La phrase de Dostoïevski est la suivante : “Seule la beauté peut sauver le monde.”

Je préfère ôter le mot “seule” car je pense qu’il y a d’autres sources d’espoir. Mais il est vrai que la beauté – des arts, des paroles, de l’amour, de la nature, des actions – est déjà à elle seule un formidable levier du mieux vivre ensemble.

Pierre Rabhi en dit ceci : “la beauté véritablement nourrissante n’est pas pour moi assimilable à l’esthétisme froid et superficiel, surabondant dans notre société moderne. Je la ressens davantage comme émanant d’une grâce naturelle, semblable parfois à celle qu’expriment certains peuples traditionnels. Je suis touché par la magnifique dignité de certains Indiens d’Amérique qui portaient le sacré tant sur leur visage que dans chacun de leurs gestes. Simplement reliés à la vie, ils passaient secrètement sur la Terre ; ils ne vivaient pas dans la pesanteur, ne laissaient pas derrière eux de grands monuments, mais un sentiment d’éternité… Du moins c’est ainsi que je conçois leur posture. La beauté fondamentale, celle qui émane de l’amour, de la générosité, de la bienveillance, du respect.”

Toute forme de beauté appelle à la conserver, à l’entretenir -en particulier la beauté de la nature- et invite à donner le meilleur de nous-mêmes pour la préserver. Elle permet que “s’estompe la frontière entre l’être et le paraître, pour laisser place à l’humilité et la sagesse. Elle nous invite à l’exigence de la cohérence, l’interrogation de nos intentions, la quête de sens”. La beauté peut alors constituer un but commun et nous unifier.

Selon Patrick Chamoiseau, écrivain antillais, la beauté est ce qui nous bouleverse et renouvelle notre regard sur le monde. Il en veut pour preuve cette initiative qu’il parraine : les « ateliers d’imaginaire » dans les projets d’urbanisme, tels qu’ils sont conçus dans la mission Martinique 2020 qui travaille à la renaissance des villes de Saint-Pierre et des Trois-Ilets. Cette mission vise à développer, pour lutter contre la récession et réagir aux urgences économiques et sociales, des espaces urbains moteurs autour de pivots culturels, d’imaginaires des lieux retissés et revivifiés ainsi qu’autour d’une « charte des beautés ». La poursuite d’objectifs très prosaïques, mais essentiels, de lutte contre le chômage et contre les problèmes de logement passe par la recherche et l’élaboration collectives, au moyen notamment d’une prospective de l’embellie, d’ateliers de l’imaginaire et d’implications fortes d’artistes. C’est sur cette “matrice” culturelle  et poétique que se baseront la valorisation du bâti et des espaces publics.

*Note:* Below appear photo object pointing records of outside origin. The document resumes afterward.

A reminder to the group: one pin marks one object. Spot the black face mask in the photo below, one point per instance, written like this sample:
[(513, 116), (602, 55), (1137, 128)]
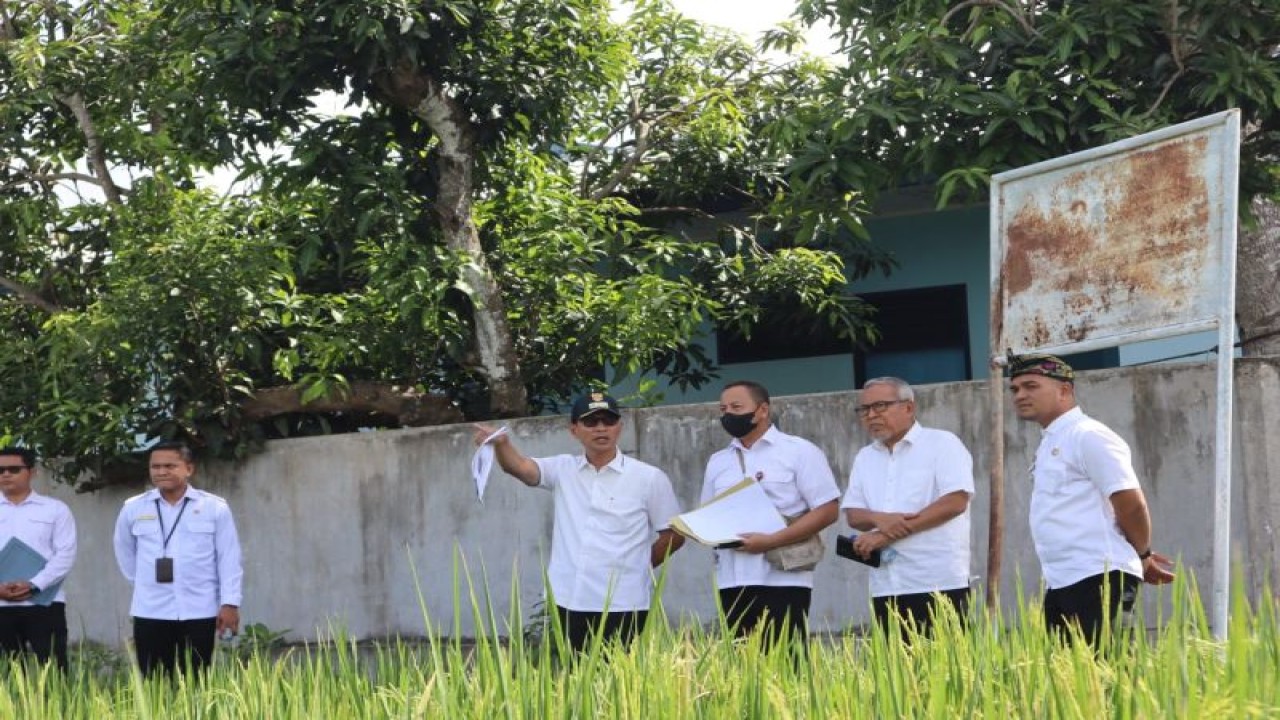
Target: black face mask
[(739, 425)]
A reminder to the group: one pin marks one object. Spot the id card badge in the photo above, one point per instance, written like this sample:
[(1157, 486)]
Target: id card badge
[(164, 569)]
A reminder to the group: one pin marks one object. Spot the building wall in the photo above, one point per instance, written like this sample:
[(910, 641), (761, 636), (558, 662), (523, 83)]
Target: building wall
[(932, 249), (382, 533)]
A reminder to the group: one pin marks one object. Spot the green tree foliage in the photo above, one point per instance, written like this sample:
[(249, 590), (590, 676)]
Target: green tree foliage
[(517, 195), (951, 92)]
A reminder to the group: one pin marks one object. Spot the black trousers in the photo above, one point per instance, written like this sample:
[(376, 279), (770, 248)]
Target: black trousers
[(1089, 602), (580, 625), (37, 629), (772, 607), (168, 645), (918, 609)]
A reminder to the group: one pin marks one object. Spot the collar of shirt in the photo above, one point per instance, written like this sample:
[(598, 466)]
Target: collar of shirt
[(154, 493), (912, 437), (769, 437), (1064, 422), (33, 499)]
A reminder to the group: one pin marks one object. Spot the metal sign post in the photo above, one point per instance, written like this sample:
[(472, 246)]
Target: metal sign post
[(1120, 244)]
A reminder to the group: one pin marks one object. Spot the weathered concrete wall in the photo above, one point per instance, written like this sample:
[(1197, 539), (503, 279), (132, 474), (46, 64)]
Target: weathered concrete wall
[(362, 532)]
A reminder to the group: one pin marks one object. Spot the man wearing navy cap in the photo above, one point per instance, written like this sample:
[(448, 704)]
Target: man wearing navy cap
[(611, 527), (1088, 515)]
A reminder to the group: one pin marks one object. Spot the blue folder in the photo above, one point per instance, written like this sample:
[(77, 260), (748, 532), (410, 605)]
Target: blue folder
[(19, 561)]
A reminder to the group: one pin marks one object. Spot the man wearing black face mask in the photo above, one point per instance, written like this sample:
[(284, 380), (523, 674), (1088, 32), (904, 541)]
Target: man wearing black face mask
[(796, 477)]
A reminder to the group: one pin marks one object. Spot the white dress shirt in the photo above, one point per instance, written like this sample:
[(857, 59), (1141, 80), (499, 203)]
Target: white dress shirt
[(796, 477), (923, 466), (204, 547), (1079, 465), (606, 525), (45, 524)]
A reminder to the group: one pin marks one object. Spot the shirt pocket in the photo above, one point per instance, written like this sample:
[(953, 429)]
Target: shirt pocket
[(145, 528), (617, 513), (42, 525)]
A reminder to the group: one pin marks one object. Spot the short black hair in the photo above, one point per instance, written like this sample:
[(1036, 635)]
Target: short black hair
[(28, 456), (755, 390), (182, 449)]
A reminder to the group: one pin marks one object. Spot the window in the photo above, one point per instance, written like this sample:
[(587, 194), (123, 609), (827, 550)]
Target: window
[(923, 336), (784, 331)]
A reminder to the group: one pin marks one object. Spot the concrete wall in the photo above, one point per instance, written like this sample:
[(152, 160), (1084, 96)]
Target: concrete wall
[(361, 532)]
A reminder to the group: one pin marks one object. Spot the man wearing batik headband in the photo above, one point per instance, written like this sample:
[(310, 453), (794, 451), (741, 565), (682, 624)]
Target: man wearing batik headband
[(611, 525), (1088, 515)]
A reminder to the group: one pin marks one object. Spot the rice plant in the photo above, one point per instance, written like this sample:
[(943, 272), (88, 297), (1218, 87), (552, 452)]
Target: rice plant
[(990, 665)]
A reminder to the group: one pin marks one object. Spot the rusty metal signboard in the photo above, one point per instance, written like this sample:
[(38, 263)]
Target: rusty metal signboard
[(1120, 244), (1116, 244)]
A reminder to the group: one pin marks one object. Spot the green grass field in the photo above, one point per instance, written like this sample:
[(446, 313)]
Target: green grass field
[(995, 668)]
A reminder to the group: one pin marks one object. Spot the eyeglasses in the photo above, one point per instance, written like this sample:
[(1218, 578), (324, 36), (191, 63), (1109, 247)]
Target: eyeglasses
[(863, 410)]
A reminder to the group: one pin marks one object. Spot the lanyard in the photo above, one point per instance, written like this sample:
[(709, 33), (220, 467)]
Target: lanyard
[(164, 547)]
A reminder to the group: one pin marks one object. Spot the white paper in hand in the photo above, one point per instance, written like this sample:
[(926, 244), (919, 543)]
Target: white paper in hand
[(481, 463)]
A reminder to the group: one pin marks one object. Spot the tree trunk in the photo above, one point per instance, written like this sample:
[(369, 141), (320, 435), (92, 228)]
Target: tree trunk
[(455, 159), (408, 406), (1257, 282)]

Les ateliers visent à solliciter l’esprit poétique des habitants pour faire appel à la dimension créatrice dans les schémas et cadres de développement et afin que les gens prennent l’habitude d’imaginer, de construire leur entourage et leur entour, de se repositionner au coeur des choses. Cette façon de procéder modifie le regard sur le monde et, par effet induit, la mise en oeuvre de cette conception du monde. Selon P. Chamoiseau “chaque fois qu’il y a surgissement de beauté, le monde est changé pour nous” et si l’on a la volonté, lorsqu’on est en responsabilité, de remettre l’humain au coeur de la vie politique ordinaire, on comprend qu’il ne s’agit nullement d’utopie creuse mais d’une véritable variable d’ajustement économique.

Cette action positive et les paroles de P. Rabhi et P. Chamoiseau sont extraites du Magazine Kaizen* n° 20.

* Kaizen en japonais signifie « changement bon » et constitue également une méthode : celle du changement par les petits pas. Il s’agit également d’un magazine bimestriel “des initiatives positives pour construire une nouvelle société”.